The History of St. Mary’s Church Organ

The plaque on the organ, of 1857, names the builder as Charles Brindley. As a new organ builder, St. Mary’s was one of the first organs he completed.

The middle of the Nineteenth Century was, as now, a period of tremendous change and development. The railway network was branching out over the countryside, and came to Doncaster in 1848. The Great Exhibition of 1851 was a showcase of talent. One of the exhibits there was an instrument made by a German organ builder, one Edmund Schulze.

Prior to the Great Exhibition the English Church Organ was a small affair compared with its European counterpart. At Tickhill there had been a ‘finger’ organ since 1831. This, in its turn, had replaced the minstrels who led the worship from a gallery situated at the West End of the church.

Few organs in the English Parish Church in the mid Nineteenth Century could cope with the great European tradition of organ music (the Bachs and Buxtehude). It must have been clear to Edmund Schulze soon after his arrival in England in 1851 that in the instrument he brought to the Great Exhibition he had something new to offer. Enter Charles Brindley.

Charles Brindley had been trained in the family business of installing domestic call bell systems in large houses. The method of operating these systems was an action consisting of wires and levers, a type of mechanical or tracker action not dissimilar to an action used in organ movements.  It seems likely that Brindley met Schulze at the Great Exhibition. He certainly went to Paulinzelle in Germany to learn the art of organ building. Especially the flute pipes (in German called Hohlflote, Gedackt of Rohrflote) took on a new sound with German scale and voicing techniques.

Brindley began his own organ building business in Carver Street, Sheffield on January 1st 1854. St. Mary’s specification shows the Schulze influence. For the first time in the English Church organ we see a complete Diapason chorus from 8 ft to 4 rank Mixture.
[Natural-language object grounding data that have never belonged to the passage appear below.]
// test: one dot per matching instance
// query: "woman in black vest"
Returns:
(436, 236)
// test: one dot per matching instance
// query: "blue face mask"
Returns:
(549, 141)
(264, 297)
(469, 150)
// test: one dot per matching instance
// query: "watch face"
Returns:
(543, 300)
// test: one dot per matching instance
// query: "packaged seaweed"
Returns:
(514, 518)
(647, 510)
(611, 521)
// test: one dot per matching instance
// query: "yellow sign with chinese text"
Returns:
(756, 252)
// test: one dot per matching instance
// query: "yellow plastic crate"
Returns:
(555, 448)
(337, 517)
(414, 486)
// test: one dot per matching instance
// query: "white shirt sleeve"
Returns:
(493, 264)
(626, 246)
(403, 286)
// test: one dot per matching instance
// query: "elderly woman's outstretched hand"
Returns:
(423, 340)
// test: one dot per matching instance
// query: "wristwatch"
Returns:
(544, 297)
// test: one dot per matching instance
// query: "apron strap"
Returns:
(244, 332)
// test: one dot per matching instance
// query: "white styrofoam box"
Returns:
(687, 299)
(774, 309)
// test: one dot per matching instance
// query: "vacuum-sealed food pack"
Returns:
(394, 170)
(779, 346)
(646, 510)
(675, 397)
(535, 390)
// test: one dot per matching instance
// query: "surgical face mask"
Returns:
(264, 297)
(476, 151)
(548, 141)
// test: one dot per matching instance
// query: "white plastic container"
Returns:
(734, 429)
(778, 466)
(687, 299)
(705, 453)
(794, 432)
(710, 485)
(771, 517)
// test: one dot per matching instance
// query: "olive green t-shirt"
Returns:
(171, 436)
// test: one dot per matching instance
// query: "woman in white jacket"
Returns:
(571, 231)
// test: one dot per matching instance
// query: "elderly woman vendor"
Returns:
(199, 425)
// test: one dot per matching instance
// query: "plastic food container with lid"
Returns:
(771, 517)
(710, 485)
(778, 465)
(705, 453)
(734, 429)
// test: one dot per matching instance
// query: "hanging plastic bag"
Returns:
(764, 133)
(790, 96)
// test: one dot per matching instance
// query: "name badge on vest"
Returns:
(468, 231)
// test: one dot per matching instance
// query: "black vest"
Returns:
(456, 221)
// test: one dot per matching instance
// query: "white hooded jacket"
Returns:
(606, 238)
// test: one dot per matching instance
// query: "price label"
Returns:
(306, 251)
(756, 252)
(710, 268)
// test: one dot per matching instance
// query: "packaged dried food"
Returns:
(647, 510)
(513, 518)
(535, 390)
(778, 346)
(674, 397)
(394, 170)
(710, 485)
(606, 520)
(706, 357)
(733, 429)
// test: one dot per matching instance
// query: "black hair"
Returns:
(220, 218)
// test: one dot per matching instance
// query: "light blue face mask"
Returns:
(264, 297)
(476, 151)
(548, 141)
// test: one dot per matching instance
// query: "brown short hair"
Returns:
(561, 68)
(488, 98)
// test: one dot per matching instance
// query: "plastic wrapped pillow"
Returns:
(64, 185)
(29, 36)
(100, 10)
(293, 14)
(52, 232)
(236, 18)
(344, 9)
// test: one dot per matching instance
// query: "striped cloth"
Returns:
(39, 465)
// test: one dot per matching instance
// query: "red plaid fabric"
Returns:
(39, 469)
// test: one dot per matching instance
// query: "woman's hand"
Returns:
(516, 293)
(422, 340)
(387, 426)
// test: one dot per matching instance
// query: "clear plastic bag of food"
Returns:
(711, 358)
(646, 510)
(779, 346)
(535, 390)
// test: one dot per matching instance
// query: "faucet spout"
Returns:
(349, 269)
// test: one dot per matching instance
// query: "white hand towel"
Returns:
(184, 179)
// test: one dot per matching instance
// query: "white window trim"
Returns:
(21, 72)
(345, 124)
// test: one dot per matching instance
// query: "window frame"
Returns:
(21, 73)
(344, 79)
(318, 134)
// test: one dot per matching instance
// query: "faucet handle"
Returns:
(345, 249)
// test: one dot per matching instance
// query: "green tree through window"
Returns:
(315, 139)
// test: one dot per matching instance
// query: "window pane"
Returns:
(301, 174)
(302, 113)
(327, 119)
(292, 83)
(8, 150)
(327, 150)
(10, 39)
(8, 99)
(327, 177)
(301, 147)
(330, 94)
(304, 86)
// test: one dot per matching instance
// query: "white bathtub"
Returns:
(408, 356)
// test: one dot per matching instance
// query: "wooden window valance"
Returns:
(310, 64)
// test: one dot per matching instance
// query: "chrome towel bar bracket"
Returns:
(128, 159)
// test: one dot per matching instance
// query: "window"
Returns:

An earlier commission for Brindley was for a temporary organ for the Parish Church at Doncaster. The medieval church was destroyed by fire at the end of February 1853. Plans were soon made for a three manual (keyboard) organ to be made, accompanying first the services held in the Grammar School (Thorne Road) and then rebuilt in the church for its re-dedication in October 1858. After the completion of the five manual instrument by Edmund Schulze at St. George’s in 1862, the Brindley organ was sold to the newly built St. James Church.

Following the success of the Doncaster organ Brindley was asked to build an organ for Tickhill. Although remedial work has been done on the action, blower and console, the original pipework still sounds week by week.

In the early years the organ was sited at the West End of the church. The church was used to its services being accompanied from this position. Being under the tower also offers the most resonance in the building.

With the introduction of a robed choir and the greater emphasis upon the liturgy in the Chancel it was decided to move the organ into the North Chapel. A plaque indicates permission having been given for the use of this chapel, (the then Laughton Chapel), for resiting the organ and also for part to be a Vestry. The actual year of moving is unclear at present, but seems to be 1896 when Brindley and Foster rebuilt the organ and a new oak case was given by a relative of the Laughton family.

In 1937 the decision was made to move the organ to its present position on the South side of the chancel. The blower was electrified at this time.

As the Centenary of the instrument passed it was evident that the organ needed a radical overhaul. The action was especially unreliable. In 1965 the firm of J. W. Walker rebuilt the organ at a cost of £4, 409. The action was renewed, a new console was installed and a number of tonal modifications were made.

The different manuals operate independent groups of pipes. The Great soundboard has almost one thousand pipes. Inside the Swell box we have a further 638 pipes. As the shutters are closed, the sound is enclosed in the box, giving an effect of diminuendo to those listening in the church.  The rank of pipes called the Fifteenth, at the front of the box, was added recently. Several other ranks have either been extended or added over the last thirty years.